Özel bir üniversitede akademisyen olan bir anne anlatıyor. Aynı şekilde bir buçuk yıldır evden çalışıyor o da. 4 yaşındaki kızının tam kapanma öncesinde kreşe gittiğini ve evde bir bakıcı olduğunu aktarıyor.
"Koşullarım pek çok kişiye göre daha iyi ancak çocuk için durum çok zor. Dışarıda sosyalleşmesinin yerini tutmuyor hiçbir şey. Çocuk sadece yetişkinleri görüyor. Bakıcı da olsa, bahçe de olsa yine anneye yapışıyor çocuk. Gözünün önünde olduğun zaman çocuk da bir türlü bağımsızlığını kazanamıyor. Bu nedenle de hiçbir işime konsantre olamıyorum. Kafayı toplamak mümkün değil. Okula başlamıştı 4 hafta önce tam alıştı dedik, kapandı.
"Bir taraftan tam kapanma yasakları da çok saçma. Site sakinlerine yazı yolladılar dışarı çıkmak yasak diye, 4 yaşındaki bir çocukla mümkün mü böyle bir şey? Bakalım ne olacak diye çocuğumla dışarı çıktım.

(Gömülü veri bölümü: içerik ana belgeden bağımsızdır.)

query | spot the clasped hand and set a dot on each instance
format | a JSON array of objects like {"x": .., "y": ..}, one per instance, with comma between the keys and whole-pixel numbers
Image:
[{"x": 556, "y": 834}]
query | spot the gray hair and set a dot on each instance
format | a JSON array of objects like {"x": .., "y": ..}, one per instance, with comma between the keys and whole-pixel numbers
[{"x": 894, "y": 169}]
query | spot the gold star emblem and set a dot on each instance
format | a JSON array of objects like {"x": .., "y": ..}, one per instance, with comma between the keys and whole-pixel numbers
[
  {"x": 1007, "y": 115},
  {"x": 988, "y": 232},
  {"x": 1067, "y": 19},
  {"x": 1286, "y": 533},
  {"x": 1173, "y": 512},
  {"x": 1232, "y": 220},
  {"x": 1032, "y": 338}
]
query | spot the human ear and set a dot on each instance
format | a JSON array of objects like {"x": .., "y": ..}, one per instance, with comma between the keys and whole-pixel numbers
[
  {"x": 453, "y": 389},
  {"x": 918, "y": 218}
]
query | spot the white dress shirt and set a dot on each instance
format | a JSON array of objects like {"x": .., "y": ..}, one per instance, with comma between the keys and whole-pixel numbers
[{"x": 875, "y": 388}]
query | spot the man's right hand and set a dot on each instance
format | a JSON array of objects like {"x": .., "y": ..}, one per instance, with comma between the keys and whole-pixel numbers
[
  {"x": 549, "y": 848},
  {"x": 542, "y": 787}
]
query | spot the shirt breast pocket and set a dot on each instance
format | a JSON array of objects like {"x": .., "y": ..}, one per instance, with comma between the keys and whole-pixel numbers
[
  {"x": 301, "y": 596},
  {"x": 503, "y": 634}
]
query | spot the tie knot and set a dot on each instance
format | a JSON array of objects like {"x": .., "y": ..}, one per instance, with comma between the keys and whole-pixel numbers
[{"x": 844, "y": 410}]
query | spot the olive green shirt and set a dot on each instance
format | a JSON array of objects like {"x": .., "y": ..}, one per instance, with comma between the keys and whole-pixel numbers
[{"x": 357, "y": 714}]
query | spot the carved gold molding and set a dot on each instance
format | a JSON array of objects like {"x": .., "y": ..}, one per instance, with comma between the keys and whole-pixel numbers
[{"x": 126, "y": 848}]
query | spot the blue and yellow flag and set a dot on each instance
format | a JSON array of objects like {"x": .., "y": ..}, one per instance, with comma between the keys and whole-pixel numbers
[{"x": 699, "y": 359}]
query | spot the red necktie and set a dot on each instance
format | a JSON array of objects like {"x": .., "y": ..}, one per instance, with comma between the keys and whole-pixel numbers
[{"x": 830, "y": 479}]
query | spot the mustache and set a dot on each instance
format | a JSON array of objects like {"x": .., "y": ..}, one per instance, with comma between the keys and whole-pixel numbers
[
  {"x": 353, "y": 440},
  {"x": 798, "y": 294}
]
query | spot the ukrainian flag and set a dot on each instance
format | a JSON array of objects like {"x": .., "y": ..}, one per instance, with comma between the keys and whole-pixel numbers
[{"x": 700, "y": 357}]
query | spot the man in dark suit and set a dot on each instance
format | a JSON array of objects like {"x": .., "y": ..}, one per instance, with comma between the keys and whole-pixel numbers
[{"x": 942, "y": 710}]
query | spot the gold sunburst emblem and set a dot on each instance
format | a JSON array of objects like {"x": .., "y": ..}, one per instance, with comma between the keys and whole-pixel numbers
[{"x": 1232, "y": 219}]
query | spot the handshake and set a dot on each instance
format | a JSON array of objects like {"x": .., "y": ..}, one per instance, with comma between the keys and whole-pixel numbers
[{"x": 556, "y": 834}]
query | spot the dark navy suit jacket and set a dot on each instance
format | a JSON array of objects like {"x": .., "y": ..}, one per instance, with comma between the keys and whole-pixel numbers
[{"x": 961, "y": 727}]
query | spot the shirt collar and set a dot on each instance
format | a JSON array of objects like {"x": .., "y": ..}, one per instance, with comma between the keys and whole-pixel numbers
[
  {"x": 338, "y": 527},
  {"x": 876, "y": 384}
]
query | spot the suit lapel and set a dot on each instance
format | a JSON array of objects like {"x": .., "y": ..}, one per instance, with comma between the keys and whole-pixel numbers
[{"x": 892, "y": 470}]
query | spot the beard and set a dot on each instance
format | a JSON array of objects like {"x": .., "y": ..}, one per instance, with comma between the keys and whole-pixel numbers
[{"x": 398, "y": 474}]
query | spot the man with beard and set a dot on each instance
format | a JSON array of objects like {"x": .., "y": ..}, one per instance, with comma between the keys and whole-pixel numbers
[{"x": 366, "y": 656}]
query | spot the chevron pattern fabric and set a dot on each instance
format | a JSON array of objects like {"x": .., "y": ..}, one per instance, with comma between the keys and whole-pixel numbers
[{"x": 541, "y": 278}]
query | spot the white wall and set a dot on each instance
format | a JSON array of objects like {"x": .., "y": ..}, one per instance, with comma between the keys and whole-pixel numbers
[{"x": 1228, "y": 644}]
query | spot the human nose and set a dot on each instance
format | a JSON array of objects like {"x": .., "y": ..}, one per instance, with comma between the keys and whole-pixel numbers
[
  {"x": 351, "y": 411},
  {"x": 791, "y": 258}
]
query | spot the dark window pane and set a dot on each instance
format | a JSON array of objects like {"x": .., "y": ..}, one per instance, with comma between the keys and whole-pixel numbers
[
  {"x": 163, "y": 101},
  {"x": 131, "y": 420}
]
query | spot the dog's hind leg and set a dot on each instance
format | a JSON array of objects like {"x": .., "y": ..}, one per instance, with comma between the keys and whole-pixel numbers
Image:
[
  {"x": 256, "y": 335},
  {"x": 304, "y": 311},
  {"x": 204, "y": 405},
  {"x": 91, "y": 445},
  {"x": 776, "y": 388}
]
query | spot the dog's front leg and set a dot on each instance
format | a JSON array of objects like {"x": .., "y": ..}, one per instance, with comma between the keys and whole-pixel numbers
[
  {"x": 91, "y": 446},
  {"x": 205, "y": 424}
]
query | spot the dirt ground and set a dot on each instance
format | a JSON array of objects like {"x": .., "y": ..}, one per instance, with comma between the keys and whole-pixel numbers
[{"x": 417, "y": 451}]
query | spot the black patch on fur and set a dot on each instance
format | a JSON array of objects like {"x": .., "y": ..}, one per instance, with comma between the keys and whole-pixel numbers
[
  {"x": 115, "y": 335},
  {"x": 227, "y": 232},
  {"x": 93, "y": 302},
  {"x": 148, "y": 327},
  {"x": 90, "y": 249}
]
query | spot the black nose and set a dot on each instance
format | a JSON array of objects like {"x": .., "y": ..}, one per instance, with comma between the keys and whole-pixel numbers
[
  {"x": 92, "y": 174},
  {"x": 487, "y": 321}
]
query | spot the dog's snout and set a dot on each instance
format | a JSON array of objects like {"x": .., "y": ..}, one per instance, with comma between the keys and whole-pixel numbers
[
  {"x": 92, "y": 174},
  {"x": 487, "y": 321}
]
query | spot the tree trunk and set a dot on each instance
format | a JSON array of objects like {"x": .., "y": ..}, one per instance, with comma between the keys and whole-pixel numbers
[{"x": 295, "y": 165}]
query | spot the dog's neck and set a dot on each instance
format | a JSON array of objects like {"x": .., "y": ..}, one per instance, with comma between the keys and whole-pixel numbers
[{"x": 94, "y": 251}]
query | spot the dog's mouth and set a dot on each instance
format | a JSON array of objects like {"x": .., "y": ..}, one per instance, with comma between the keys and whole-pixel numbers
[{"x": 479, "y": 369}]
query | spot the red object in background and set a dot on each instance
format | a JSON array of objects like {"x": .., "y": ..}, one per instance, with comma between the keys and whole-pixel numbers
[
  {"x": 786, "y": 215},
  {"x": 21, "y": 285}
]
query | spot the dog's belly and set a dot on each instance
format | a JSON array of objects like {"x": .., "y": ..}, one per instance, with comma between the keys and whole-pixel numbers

"Sonuç olarak faturanın yaşlı, kadın ve çocuklara kesildiği bir kapanma bu. Yaralar açılıyor bu çocukların ruhunda. Bizde de açılıyor ama onlar için daha kötü çünkü anlamlandıramıyorlar. Kaynakları yok, tek kaynakları biziz.
"Kendi gücümden yoksunlaştıkça ona da iyi gelemem ve yetemiyorum. İşimi gücümü de tam yapamıyorum. Her şey yarım yarım. Bitmeyen dersler, çocukla ilişkim tam değil yarım. Eşimle ilişkim yarım."
"Annem bana gelmeseydi çok zorlanırdım"
İki kızının velayeti kendisinde olan çalışan bir baba ise "Annem bana gelmeseydi çok zorlanırdım, ne yapardım bilemiyorum." Çocukların annesi de çalışıyor çünkü. Bu süreçte bir de iş yerimin çok yakınına taşınmak zorunda kaldım.
"Çocuklar metalaştırıldı"
Aynı zamanda bir çocuk gelişimci olan bir çocuk annesi Enif Yavuz Dipşar ise çocukların oradan oraya sürüklenerek metalaştığını düşünüyor:
"Öncelikle konuyu iki ayrı perspektiften değerlendirmek gerekli. Birincisi çalışan anne babalar. Anneanne, babaannelerin sokağa çıkma izni yok. Bakıcılara izin çıkartmıyorlar. Çalışan ailelerin çocukları ya onlarla beraber iş yerine gidiyor ki çoğunlukla bunu anneler üstleniyor ya da büyükşehirlerde apartmanda aslında tanımadığı komşulara, apartman görevlilerine aileler çocuklarını yalvar yakar teslim ediyorlar.
"Değerlendirilmesi gereken en önemli kısımlardan bir tanesi çocuklara olan etkisi. Bu süreçte toplumun her kesiminin imkanı dahilinde bakıcı, aile yakını, kreş gibi oradan oraya sürüklenen, çözüm üretmeye çalışılan okul öncesi dönemdeki çocuklar adeta metalaştırıldı. Komşuya bırakılan kedi gibi, çiçek gibi bakımlarının birileri tarafından yapılması ailelerin tek çözümü haline geldi.
"Bu çocuklara sınırlar eğitimi nasıl verilecek?"
"Oysaki güvenli bağlanma bu yaş grubu için oldukça önemlidir. Çocuklarda anksiyete problemleri sıklıkla gözlenmeye başlanmıştır. Yarın öbür gün bu çocuklara mahremiyet, sınırlar eğitimi verilmeye çalışıldığında, bu davranışların kazandırılması amaçlandığında yaşanan tezatlardan ötürü ciddi zorluk çekilecek. Çocukların güvenli, sağlıklı bir ortamda eğitim alması, bakımlarının üstlenilmesi en doğal hakları.
"Ayrıca 10 yaş altı çocuğu olan annelere sözde izin verildi fakat annesi olmayan sadece babası tarafından bakılan çocuklar ve babalar ciddi mağduriyet yaşıyor. Toplumsal cinsiyet eşitliğinin önemi bir kez daha anlaşıldı bu süreçte."